Redouté was an official court artist of Marie Antoinette, and continued painting through the French Revolution and Reign of Terror. He survived the turbulent political upheaval to gain international recognition for his precise renderings of plants, which remain as fresh in the early 21st century as when first painted. He combined great artistic skills with a pleasing and ingratiating personality which assisted him with his influential patrons. After Queen Marie-Antoinette, his patrons included both of Napoleon's wives - Empress Joséphine and Marie Louise, Duchess of Parma - as well as Maria Amalia of Naples and Sicily, wife of Louis Philippe I, the last king of France.
Redouté collaborated with the greatest botanists of his day and participated in nearly fifty publications depicting both the familiar flowers of the French court and plants from places as distant as Japan, America, South Africa, and Australia. He worked from live plants rather than herbarium specimens, which contributed to his fresh subtle renderings. He was painting during a period in botanical illustration (1798 - 1837) that is noted for the publication of outstanding folio editions with coloured plates. Redouté produced over 2,100 published plates depicting over 1,800 different species, many never rendered before. Of the French botanical illustrators employed in the French capital, Redouté is the one who remains in the public consciousness today. He is seen as an important heir to the tradition of the Flemish and Dutch flower painters Brueghel, Ruysch, van Huysum and de Heem.
Painting career
In Paris, Redouté met the botanists Charles Louis L'Héritier de Brutelle and René Desfontaines, who steered him towards botanical illustration, a rapidly growing discipline. L'Héritier became his instructor, teaching him to dissect flowers and portray their specific characteristics with precision. L'Heritier also introduced Redouté to members of the court at Versailles, following which Marie Antoinette became his patron. Redouté eventually received the title of Draughtsman and Painter to the Queen's Cabinet.

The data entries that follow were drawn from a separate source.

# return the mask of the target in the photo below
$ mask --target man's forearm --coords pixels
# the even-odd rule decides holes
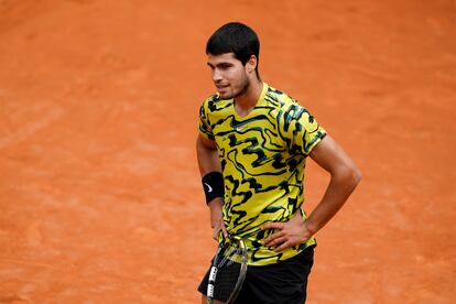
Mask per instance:
[[[196,141],[196,156],[198,159],[202,177],[209,172],[221,172],[217,148],[215,144],[210,145],[207,140],[204,140],[200,137]]]
[[[322,229],[336,215],[354,192],[360,178],[357,169],[347,169],[332,175],[325,195],[305,221],[312,235]]]

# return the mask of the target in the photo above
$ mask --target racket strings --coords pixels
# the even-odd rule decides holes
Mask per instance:
[[[242,254],[239,247],[230,246],[217,267],[214,298],[227,301],[234,292],[241,273]]]

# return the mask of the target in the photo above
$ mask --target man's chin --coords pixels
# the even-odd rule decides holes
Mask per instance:
[[[232,94],[229,93],[218,93],[218,96],[220,96],[221,99],[231,99],[232,98]]]

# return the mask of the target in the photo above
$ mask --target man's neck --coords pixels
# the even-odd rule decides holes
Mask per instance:
[[[250,111],[257,105],[262,90],[263,82],[253,79],[246,93],[235,98],[236,108],[242,112]]]

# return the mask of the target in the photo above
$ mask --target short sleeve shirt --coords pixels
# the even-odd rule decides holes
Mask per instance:
[[[315,118],[286,94],[263,84],[256,107],[245,117],[234,99],[207,98],[199,109],[199,133],[217,144],[225,181],[224,220],[243,237],[249,264],[275,263],[298,254],[315,239],[275,252],[262,246],[273,231],[267,222],[303,214],[306,156],[326,135]]]

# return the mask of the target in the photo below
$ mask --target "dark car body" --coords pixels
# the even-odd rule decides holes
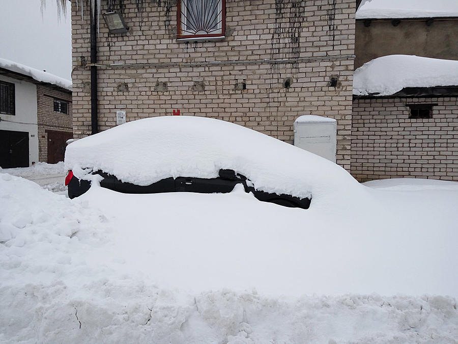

Cheveau, a Parisian dealer, brought the young artist to the attention of the botanical artist Gerard van Spaendonck at the Jardin du Roi, which became the Jardin des plantes of the National Museum of Natural History, France in 1793, after the Revolution. Van Spaendonck became another of Redouté's teachers, especially influencing his handling of watercolour.
In 1786, Redouté began to work at the National Museum of Natural History cataloguing the collections of flora and fauna and participating in botanical expeditions. In 1787, he left France to study plants at the Royal Botanic Gardens, Kew near London, returning the following year. In 1792 he was employed by the French Academy of Sciences. In 1798, Empress Joséphine de Beauharnais, the first wife of Napoleon Bonaparte, became his patron and, some years later, he became her official artist. In 1809, Redouté taught painting to Princess Adélaïde of Orléans.
Redouté was engaged to paint selected plants from the garden at the Château de Malmaison, Paris. Whilst he was well known for the painting Les Roses, Jardin de la Malmaison has a distinctly Australian connection, as 46 of the 120 plates featured Australian plants, and the majority of these are endemic to Queensland. One of the first Australian plants Empress Joséphine chose for Redouté to illustrate was a common Queensland flowering vine, Hardenbergia violacea (false sarsaparilla), a vine seen in abundance in the Queensland bush. Other Queensland plants illustrated include the Pandorea pandorana (wonga wonga vine), Melaleuca styphelioides (prickly-leaved paperbark), and Hibiscus heterophyllus (native rosella).